All palm oil used in Unilever food products in Europe will be sourced from traceable and certified sustainable sources by the end of the year, the company has said.
Unilever aims to use 100% sustainable palm oil in all parts of the world by 2020 but said it had decided to focus on Europe first because European consumers were especially aware of the sustainability issues surrounding palm oil production. These include deforestation and destruction of tropical wildlife habitats, particularly of orangutans.
In an update on its sourcing commitments at the 12th Roundtable of palm oil certification body the RSPO, Unilever – the world’s largest consumer of palm oil – also said it was now able to trace 58% of all the palm oil it sources globally to specific mills.
Traceability does not necessarily go hand-in-hand with sustainable production practices, but Unilever chief supply chain officer Pier Luigi Sigismondi said knowing where the palm oil came from was “a critical step in the journey”.
The challenge is enormous and not easy to achieve but we are determined
“The challenge is enormous and not easy to achieve but we are determined and can now report good progress,” he added. “This is about doing the right thing for our planet and our consumers because you cannot have a healthy business in an unhealthy world. We want to continue to meet our consumers’ every day needs in decades to come and this means sourcing in a fully sustainable way to future proof our supply chains. Halting deforestation is our end goal and this is what we work towards.”
Unilever’s announcement comes as environmental campaigners warned orangutans and other wildlife in Southeast Asia were facing a “direct threat” from palm oil production, and that sustainability efforts like those spearheaded by the RSPO were not sufficient to halt habitat losses.
“Orangutan and ape habitats are being destroyed,” said Doug Cress, coordinator of the UN Environment Programme’s great ape protection campaign. “The destruction of rainforest in Southeast Asia and increasingly now in Africa is a direct threat to the great apes.”
The destruction of rainforest in Southeast Asia and increasingly now in Africa is a direct threat to the great apes
Douglas Uggah Embas, Malaysia’s minister of plantation industries and commodities, said the Malaysian government was working hard to protect orangutans. “The orangutan is our heritage, our wealth, and that is irreplaceable. We don’t want the orangutan to become extinct.”
The orangutan is our heritage, our wealth, and that is irreplaceable. We don’t want the orangutan to become extinct
The RSPO was set up in 2004 to encourage more sustainable production practices in the palm oil industry. It has about 1,800 members and earlier this week signed a memorandum of understanding with the United Nations Environment Programme to “raise awareness” of sustainable palm oil and increase market demand.

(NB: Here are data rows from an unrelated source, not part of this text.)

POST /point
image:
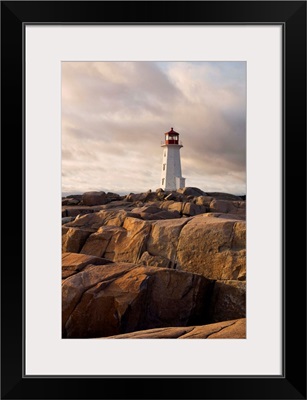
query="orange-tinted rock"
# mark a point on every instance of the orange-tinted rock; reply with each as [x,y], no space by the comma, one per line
[105,300]
[228,301]
[73,239]
[75,262]
[94,198]
[213,247]
[235,329]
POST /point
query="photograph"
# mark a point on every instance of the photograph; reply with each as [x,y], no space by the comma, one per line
[153,155]
[153,200]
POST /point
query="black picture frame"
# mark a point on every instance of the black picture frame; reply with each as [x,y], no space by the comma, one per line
[292,16]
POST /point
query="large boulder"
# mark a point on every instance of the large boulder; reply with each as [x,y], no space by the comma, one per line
[228,301]
[73,239]
[97,219]
[97,243]
[191,191]
[128,244]
[227,206]
[213,247]
[235,329]
[74,262]
[164,236]
[104,300]
[94,198]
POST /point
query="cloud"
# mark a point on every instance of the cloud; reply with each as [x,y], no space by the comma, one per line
[114,115]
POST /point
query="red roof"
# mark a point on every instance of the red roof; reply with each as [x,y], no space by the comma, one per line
[172,132]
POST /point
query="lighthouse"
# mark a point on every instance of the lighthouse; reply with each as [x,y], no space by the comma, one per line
[171,178]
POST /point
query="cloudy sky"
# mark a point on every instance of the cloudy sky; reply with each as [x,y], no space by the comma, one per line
[115,114]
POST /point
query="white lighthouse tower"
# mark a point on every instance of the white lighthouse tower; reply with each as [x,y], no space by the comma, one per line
[171,178]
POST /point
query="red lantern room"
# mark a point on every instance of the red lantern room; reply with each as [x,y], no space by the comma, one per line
[171,137]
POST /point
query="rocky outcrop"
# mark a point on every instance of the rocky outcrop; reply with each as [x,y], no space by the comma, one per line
[74,238]
[104,300]
[74,262]
[156,264]
[213,247]
[228,301]
[208,244]
[235,329]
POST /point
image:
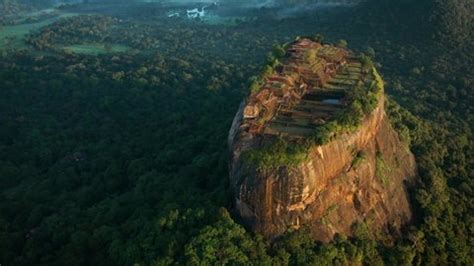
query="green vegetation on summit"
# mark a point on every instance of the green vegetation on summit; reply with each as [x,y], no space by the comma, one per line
[120,157]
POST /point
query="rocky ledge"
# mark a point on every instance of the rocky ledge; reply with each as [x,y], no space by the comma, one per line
[358,175]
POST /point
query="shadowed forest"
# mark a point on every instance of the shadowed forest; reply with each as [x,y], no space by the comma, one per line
[114,120]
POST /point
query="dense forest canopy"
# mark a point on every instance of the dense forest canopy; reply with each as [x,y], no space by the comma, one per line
[114,124]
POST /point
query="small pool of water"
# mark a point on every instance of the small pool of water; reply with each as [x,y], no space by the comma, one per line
[332,101]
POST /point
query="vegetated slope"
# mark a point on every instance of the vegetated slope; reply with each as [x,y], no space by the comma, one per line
[104,167]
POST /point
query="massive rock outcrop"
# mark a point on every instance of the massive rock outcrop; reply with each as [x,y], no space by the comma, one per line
[357,177]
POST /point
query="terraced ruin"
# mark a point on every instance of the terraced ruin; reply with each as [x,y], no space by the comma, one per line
[312,147]
[307,89]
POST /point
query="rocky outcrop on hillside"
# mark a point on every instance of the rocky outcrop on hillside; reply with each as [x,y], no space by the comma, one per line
[357,177]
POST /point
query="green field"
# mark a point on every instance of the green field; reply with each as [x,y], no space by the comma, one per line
[96,48]
[13,37]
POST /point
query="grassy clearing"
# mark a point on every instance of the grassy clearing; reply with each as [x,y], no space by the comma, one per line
[13,37]
[96,48]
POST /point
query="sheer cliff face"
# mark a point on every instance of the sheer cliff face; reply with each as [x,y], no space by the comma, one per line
[356,178]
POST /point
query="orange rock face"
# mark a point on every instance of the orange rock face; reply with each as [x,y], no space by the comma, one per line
[357,177]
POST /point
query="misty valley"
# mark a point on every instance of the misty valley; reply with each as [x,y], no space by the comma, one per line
[236,132]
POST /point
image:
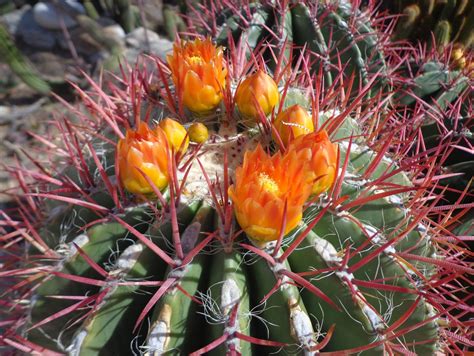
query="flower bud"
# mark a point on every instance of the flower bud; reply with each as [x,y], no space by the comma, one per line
[291,123]
[257,89]
[198,132]
[176,134]
[143,150]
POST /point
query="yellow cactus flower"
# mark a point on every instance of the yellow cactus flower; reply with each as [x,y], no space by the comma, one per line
[321,155]
[257,88]
[291,123]
[263,184]
[199,73]
[146,150]
[198,132]
[176,134]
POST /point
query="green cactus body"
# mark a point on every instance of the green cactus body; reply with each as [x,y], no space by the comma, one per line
[338,35]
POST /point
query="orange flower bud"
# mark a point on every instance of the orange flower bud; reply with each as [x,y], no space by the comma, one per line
[198,132]
[257,88]
[176,134]
[293,122]
[146,150]
[321,155]
[199,74]
[262,187]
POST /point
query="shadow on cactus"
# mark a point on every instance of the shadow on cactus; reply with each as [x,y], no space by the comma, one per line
[293,237]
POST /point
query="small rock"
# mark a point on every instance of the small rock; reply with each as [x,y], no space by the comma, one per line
[49,16]
[13,19]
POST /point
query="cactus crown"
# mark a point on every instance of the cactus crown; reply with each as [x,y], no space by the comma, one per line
[171,270]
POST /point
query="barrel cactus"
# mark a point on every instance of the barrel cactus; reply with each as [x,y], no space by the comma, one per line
[128,241]
[337,34]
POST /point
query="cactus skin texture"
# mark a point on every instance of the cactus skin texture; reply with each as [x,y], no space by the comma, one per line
[450,21]
[108,272]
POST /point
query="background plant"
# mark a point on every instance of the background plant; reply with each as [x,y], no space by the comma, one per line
[111,261]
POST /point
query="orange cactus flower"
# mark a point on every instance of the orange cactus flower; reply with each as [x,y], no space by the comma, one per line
[199,74]
[263,184]
[321,155]
[293,122]
[146,150]
[176,134]
[257,88]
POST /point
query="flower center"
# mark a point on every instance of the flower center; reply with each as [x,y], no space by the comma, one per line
[268,184]
[195,60]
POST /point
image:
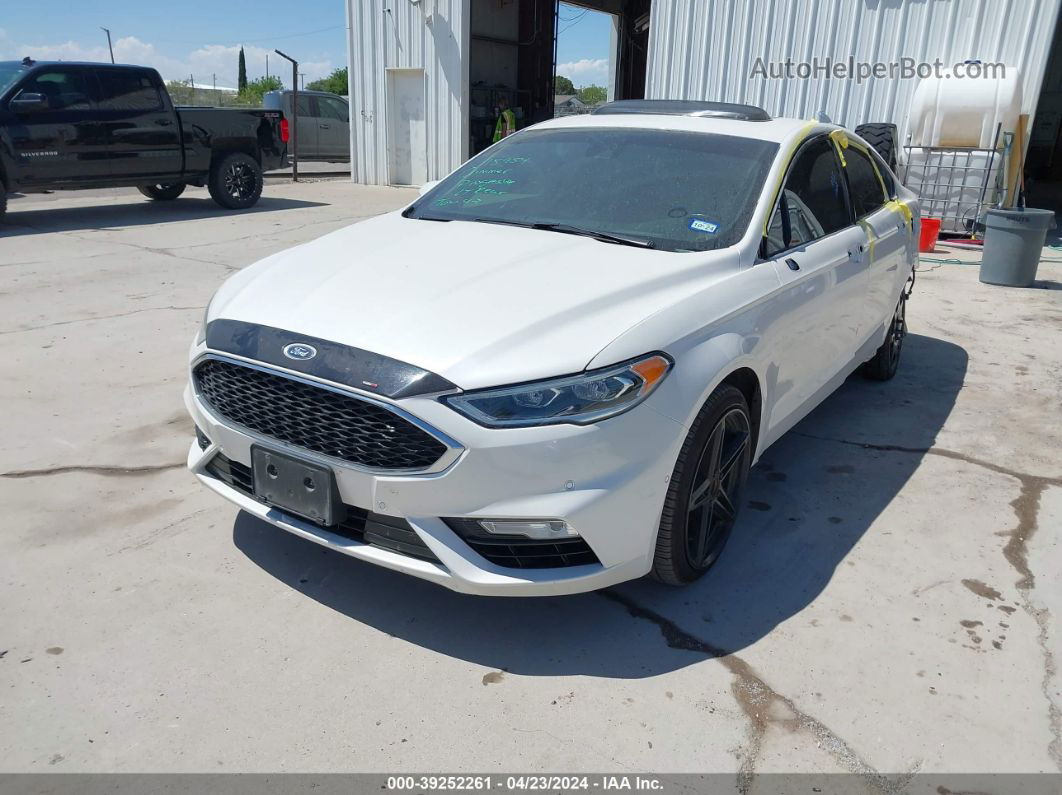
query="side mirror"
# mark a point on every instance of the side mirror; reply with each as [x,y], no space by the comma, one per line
[27,102]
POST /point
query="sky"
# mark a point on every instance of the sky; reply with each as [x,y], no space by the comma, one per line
[582,46]
[203,37]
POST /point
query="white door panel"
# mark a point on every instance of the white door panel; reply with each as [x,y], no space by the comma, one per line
[889,235]
[407,137]
[820,305]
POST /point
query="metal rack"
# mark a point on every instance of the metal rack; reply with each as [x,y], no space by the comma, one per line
[957,185]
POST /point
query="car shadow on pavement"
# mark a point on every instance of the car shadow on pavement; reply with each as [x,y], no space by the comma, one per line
[44,219]
[811,498]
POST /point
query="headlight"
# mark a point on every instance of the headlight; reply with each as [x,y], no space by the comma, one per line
[576,399]
[201,335]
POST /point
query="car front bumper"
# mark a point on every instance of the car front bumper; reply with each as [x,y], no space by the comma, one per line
[606,481]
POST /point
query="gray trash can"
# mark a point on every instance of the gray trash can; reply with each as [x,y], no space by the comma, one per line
[1013,242]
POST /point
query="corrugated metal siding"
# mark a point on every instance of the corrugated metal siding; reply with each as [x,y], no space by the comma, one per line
[706,49]
[430,35]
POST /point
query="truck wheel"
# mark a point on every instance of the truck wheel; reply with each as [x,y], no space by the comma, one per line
[883,366]
[236,182]
[163,192]
[704,495]
[883,139]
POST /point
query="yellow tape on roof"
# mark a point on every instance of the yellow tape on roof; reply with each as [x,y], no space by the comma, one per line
[798,140]
[841,141]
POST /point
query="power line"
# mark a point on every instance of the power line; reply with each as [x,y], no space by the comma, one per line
[263,38]
[572,22]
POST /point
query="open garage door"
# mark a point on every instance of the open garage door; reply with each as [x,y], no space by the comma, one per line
[513,57]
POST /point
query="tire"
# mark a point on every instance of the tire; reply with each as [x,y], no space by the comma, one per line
[714,461]
[163,192]
[883,139]
[236,182]
[886,360]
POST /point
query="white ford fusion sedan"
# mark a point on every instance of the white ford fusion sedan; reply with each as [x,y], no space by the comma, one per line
[552,370]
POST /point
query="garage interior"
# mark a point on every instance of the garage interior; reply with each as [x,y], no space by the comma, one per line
[513,54]
[1043,166]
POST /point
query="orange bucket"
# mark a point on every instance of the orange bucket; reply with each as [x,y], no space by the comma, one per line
[930,230]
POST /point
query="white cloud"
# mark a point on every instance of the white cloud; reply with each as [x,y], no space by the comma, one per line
[585,71]
[207,63]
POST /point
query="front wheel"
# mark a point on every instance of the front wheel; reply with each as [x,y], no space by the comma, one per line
[236,182]
[163,192]
[886,360]
[704,496]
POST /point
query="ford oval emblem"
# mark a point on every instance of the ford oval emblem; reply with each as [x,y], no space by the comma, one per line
[300,351]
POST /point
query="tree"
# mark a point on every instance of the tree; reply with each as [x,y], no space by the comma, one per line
[335,83]
[242,79]
[593,94]
[252,93]
[563,86]
[181,91]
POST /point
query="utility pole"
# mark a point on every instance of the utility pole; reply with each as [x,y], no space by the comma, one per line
[112,49]
[294,115]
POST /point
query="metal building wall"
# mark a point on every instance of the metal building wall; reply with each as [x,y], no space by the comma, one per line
[706,49]
[430,35]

Despite growing consumer concern about palm oil sustainability, a significant proportion of palm oil produced as certified sustainable is not currently finding buyers and ends up being sold as standard, uncertified palm oil – without the price premium needed to offset growers’ increased compliance costs.
Palm oil is the most widely used vegetable oil globally, and is used in about 50% of all fmcg products sold worldwide.